UMN awarded $3.7M to prepare for clinical trials of lab-created pediatric heart vessels that grow with the recipients

Research could prevent need for repeated surgeries in children with heart defects

MINNEAPOLIS/ST. PAUL (07/18/2022) — A University of Minnesota Twin Cities-led team of researchers has received a $3.7 million grant over the next four years from the U.S. Department of Defense to prepare for human clinical trials of artificial blood vessels bioengineered in the lab that grow with the patient. If successful, these new vessel grafts would prevent the need for repeated surgeries in children with congenital heart defects.

The funding is part of the Department of Defense’s Congressionally Directed Medical Research Programs that fund programs that are transforming healthcare through innovative and impactful research.

One of the greatest challenges in vessel bioengineering is designing a vessel that will grow with its new owner. Recipients who have heart defects at birth often outgrow current vessel grafts and need to have larger vessels implanted several times as they grow.

“This grant is a major step forward and will allow us to do everything that's necessary to get to Day 1 of a first clinical trial where we would implant one of our lab-created blood vessels into an infant with a heart defect called discontinuous pulmonary arteries or hemitruncus” said Robert Tranquillo, a Distinguished McKnight University Professor in the Department of Biomedical Engineering and the Department of Chemical Engineering and Materials Science. 

“If all goes well, this clinical trial could begin within about 18 months,” Tranquillo said.

Children with discontinuous pulmonary arteries or hemitruncus are missing a branch of the pulmonary artery to the left or right lung at birth. According to the STS National Database, at least 55 babies are born each year with one of these two heart defects. 

To prepare for the clinical trials, the vessel-like tubes will be manufactured by the University of Minnesota start-up company, Vascudyne, Inc. (St. Paul MN) that licensed technology based on ground-breaking research from Tranquillo’s team. The tubes are grown in the lab from a donor’s skin cells and then they remove the cells to minimize the chance of rejection. The tubes can be stored and implanted when they are needed. When implanted, the tube is repopulated by the recipient’s own cells allowing it to grow.

To develop the material for the vessel-like tubes, researchers combined cells in a gelatin-like material, called fibrin, in the form of a tube and then provide nutrients necessary for cell growth using a bioreactor. Zeeshan Syedain, a senior research associate in Tranquillo’s lab who now also serves as Vascudyne’s chief scientific officer, co-developed the bioartificial vessel technology. Syedain is now part of the research team on this new grant.

In addition to developing the tubes, the grant will cover any remaining pre-clinical studies needed before the human clinical trials. Tranquillo and Syedain will partner with Experimental Surgical Services in the University of Minnesota Medical School to test the tubes in lambs by replicating a similar study in 2016 when lamb’s cells repopulated tubes implanted into the main pulmonary artery and proved that the tubes grew with the lamb. 

This study is already underway with jumpstart funding from the Frank J. & Eleanor A. Maslowski Charitable Trust, with two lambs implanted with a tube into the left pulmonary artery branch that has grown with the lambs into adulthood, now beyond one year.  They will also partner with the University’s Preclinical Research Center to test the intended anti-coagulation therapy to be used in the clinical trial.      

In addition, the research team is partnering with pediatric cardiac surgeons at Children’s Minnesota and Boston Children’s Hospital to help understand the pre-clinical data and help design the first human clinical trial. 
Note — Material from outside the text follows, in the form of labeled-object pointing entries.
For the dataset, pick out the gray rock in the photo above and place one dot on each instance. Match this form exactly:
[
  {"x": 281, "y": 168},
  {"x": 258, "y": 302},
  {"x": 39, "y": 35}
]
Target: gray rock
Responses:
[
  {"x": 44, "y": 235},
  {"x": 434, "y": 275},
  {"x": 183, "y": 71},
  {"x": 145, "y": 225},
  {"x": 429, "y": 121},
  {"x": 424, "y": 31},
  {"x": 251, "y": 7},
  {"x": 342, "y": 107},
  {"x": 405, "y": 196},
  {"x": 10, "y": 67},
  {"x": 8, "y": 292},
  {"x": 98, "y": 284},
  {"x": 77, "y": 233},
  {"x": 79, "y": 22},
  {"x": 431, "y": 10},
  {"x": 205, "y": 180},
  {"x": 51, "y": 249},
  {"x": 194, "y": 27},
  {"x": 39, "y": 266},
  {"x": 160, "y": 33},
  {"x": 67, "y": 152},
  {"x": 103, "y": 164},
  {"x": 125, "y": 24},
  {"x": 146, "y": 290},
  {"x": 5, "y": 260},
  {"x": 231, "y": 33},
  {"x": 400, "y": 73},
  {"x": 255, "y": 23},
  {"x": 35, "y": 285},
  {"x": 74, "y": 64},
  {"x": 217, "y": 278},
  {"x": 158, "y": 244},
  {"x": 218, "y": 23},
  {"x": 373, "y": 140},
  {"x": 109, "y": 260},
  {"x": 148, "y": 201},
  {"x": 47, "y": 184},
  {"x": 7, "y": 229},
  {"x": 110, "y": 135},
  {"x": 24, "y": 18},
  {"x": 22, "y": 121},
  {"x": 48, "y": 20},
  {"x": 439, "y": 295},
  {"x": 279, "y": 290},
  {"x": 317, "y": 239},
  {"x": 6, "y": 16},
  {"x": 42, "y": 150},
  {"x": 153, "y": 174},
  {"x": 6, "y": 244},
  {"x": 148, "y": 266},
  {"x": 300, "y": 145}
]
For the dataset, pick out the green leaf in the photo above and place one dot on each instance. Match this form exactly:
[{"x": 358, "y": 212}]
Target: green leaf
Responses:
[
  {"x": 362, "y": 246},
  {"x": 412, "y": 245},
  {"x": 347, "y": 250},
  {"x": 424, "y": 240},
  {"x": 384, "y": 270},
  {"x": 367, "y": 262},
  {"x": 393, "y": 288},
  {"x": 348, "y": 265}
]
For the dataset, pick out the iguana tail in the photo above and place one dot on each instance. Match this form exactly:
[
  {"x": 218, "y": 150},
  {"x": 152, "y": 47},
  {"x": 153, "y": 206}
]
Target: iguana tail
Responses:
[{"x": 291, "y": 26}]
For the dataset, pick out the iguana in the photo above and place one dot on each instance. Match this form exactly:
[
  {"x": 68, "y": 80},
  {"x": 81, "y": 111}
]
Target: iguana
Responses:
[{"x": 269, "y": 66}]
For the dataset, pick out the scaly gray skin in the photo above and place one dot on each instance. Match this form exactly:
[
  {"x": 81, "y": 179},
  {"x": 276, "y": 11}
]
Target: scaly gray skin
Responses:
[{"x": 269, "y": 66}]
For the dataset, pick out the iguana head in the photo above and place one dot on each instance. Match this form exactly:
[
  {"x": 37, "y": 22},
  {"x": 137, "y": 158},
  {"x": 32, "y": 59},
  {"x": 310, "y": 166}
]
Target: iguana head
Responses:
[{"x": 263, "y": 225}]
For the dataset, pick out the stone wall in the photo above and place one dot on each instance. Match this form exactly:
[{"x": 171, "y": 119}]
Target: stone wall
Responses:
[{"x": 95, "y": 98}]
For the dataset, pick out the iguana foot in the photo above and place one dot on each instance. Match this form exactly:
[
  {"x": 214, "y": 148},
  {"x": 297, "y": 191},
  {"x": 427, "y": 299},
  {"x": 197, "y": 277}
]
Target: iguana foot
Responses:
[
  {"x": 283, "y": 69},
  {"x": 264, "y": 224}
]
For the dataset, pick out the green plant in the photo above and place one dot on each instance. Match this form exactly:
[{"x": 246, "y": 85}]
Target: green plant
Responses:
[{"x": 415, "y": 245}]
“This research could have a major impact for children with heart defects. Instead of three, four or even five surgeries or interventions during their childhood, children would only need one surgery,” Tranquillo said. “This would substantially reduce trauma and risk for children and the overwhelming health care costs for families.”

If the clinical trials with the vessels are successful in the future, Tranquillo said he hopes to move toward clinical trials of similar research developed in his lab involving bioartificial pediatric heart valves constructed from these tubes that grow with the recipient. Implanting heart valves that grow with the child could help thousands of children each year who are born with heart valve defects, such as Tetralogy of Fallot. 

In addition to Tranquillo and Syedain, the research team includes Richard Bianco, associate professor of surgery and program director of Experimental Surgical Services in the University of Minnesota Medical School; Melanie Graham, associate professor of surgery and program director of the Preclinical Research Center in the University of Minnesota Medical School; John Mayer, senior associate in the Department of Cardiac Surgery at Boston Children’s Hospital and professor of surgery at Harvard Medical School; Robroy MacIver, pediatric cardiac surgeon at Children’s Minnesota; Richard Murphy, chief operating officer of Vascudyne; and Robert Schumacher, scientific director of the Center for Translational Medicine at the University of Minnesota.